Today’s Koe no Katachi / A Silent Voice staff interview deals with the artists who specifically ensured the movie’s key animation was of the highest quality possible; this is an extra step that the staff at Kyoto Animation weren’t used to undertaking, and their passion shows how much they cared about this project.
Key Animation (Animation) Directors Roundtable
Chiyoko Ueno x Yuki Tsunoda x Kohei Okamura
What is the job of a key animation director?
In order to improve the quality of the key animation and boost production efficiency, the animation direction checks were divided into layout and key animation stages; this second supervision role ensures the quality of the animation itself, after the layouts have already been approved.

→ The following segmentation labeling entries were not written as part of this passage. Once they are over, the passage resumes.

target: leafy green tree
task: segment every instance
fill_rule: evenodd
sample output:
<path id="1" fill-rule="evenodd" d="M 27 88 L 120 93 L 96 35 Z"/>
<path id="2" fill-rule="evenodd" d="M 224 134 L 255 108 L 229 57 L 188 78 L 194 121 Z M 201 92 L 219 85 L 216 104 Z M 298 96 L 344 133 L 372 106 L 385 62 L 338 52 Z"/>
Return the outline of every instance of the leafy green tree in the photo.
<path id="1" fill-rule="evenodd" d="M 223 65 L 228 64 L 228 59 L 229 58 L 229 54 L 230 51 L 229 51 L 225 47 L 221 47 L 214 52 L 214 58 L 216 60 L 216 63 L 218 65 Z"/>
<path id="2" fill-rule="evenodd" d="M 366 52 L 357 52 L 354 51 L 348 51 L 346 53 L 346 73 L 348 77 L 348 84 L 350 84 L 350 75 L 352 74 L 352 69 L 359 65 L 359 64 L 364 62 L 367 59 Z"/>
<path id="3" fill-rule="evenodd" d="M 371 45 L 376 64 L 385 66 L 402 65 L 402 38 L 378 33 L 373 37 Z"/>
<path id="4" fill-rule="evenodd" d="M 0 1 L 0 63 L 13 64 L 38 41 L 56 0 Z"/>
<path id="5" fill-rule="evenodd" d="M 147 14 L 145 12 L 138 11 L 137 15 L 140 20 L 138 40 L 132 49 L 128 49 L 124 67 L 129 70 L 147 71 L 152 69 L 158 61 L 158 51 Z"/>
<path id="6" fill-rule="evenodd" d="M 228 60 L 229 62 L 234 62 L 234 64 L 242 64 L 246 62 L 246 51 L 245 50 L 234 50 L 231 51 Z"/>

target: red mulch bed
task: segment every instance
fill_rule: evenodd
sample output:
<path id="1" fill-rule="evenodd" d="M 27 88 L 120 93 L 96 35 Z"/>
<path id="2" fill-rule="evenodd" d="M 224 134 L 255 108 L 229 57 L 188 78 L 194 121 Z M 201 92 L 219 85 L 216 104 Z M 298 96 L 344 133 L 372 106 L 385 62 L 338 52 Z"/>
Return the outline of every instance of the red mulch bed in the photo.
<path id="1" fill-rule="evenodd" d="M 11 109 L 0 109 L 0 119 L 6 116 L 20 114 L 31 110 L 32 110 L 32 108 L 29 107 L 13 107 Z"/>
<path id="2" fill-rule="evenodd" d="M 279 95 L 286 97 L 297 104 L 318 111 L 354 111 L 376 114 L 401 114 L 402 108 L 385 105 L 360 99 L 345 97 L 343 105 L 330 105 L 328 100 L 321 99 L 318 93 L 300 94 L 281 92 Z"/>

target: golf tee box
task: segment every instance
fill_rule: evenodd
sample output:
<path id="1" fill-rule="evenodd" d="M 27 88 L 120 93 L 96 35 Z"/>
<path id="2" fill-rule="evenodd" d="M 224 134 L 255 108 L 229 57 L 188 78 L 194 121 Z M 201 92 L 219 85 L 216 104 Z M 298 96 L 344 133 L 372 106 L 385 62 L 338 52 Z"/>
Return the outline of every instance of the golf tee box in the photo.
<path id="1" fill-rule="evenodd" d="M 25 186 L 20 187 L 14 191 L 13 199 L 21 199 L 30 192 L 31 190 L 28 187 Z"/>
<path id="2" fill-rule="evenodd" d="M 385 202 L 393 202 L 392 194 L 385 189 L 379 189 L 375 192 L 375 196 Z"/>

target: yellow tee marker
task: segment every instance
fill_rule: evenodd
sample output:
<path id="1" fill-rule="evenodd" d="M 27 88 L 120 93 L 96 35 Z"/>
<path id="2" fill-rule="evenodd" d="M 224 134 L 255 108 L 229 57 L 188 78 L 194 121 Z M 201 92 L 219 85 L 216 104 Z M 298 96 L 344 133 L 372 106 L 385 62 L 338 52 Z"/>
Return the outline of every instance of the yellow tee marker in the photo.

– First, please tell us your thoughts when you first saw the storyboards.
Okamura: When I read the storyboards, the passion within director Yamada’s work was immediately conveyed to me. I thought it was going to be an amazing movie.
Tsunoda: I was so moved while reading the storyboards that I had tears running down my face. If we were able to give form to the charm of these storyboards, I knew we could make an amazing film. When I attended the first animation meeting, there were many senior key animator staff present as well. With everyone submitting wonderful ideas on top of such marvelous storyboards, my imagination began to run wild. I could feel the love and passion everyone had for this title there.
Ueno: I felt the same as these two did. Sensing the warmth from the director’s storyboards, I fired myself up thinking “I’m absolutely going to make this into a great film!”
– So please tell us your impressions of the key animation that you were given.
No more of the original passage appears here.